Structure analyses reveal a regulated oligomerization mechanism of the PlexinD1/GIPC/myosin VI complex
Guijun Shang,
Chad A Brautigam,
Rui Chen,
Defen Lu,
Jesús Torres-Vázquez,
Xuewu Zhang
Affiliations
Guijun Shang
Department of Pharmacology, University of Texas Southwestern Medical Center, Dallas, United States
Chad A Brautigam
Department of Biophysics, University of Texas Southwestern Medical Center, Dallas, United States; Department of Microbiology, University of Texas Southwestern Medical Center, Dallas, United States
Rui Chen
Department of Pharmacology, University of Texas Southwestern Medical Center, Dallas, United States
Defen Lu
Department of Molecular Biology, University of Texas Southwestern Medical Center, Dallas, United States
Jesús Torres-Vázquez
Department of Cell Biology, Skirball Institute of Biomolecular Medicine, New York, United States
Department of Pharmacology, University of Texas Southwestern Medical Center, Dallas, United States; Department of Biophysics, University of Texas Southwestern Medical Center, Dallas, United States
The GIPC family adaptor proteins mediate endocytosis by tethering cargo proteins to the myosin VI motor.
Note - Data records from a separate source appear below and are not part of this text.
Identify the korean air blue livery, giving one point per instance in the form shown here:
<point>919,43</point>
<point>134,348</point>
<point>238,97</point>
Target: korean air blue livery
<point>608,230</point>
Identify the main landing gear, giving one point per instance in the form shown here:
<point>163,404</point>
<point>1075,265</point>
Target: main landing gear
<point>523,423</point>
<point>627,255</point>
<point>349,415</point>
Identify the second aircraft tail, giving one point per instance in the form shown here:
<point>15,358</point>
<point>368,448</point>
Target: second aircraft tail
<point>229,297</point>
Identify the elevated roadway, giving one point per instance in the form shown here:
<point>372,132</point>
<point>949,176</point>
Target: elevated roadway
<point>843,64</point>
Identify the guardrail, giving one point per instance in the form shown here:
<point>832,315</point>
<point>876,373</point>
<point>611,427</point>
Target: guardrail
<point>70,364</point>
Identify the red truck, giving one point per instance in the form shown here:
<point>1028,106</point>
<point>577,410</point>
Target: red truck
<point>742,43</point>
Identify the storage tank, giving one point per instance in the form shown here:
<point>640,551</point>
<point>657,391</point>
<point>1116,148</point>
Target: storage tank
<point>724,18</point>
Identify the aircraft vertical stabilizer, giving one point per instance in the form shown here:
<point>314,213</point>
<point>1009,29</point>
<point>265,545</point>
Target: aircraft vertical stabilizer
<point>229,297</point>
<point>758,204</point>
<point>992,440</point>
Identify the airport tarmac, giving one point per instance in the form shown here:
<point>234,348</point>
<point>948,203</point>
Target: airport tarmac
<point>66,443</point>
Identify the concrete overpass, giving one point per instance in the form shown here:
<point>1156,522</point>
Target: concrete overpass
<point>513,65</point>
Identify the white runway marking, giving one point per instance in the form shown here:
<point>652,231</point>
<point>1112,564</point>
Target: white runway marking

The structural mechanisms for the GIPC/cargo and GIPC/myosin VI interactions remained unclear. PlexinD1, a transmembrane receptor that regulates neuronal and cardiovascular development, is a cargo of GIPCs. GIPC-mediated endocytic trafficking regulates PlexinD1 signaling. Here, we unravel the mechanisms of the interactions among PlexinD1, GIPCs and myosin VI by a series of crystal structures of these proteins in apo or bound states. GIPC1 forms a domain-swapped dimer in an autoinhibited conformation that hinders binding of both PlexinD1 and myosin VI. PlexinD1 binding to GIPC1 releases the autoinhibition, promoting its interaction with myosin VI. GIPCs and myosin VI interact through two distinct interfaces and form an open-ended alternating array. Our data support that this alternating array underlies the oligomerization of the GIPC/Myosin VI complexes in solution and cells.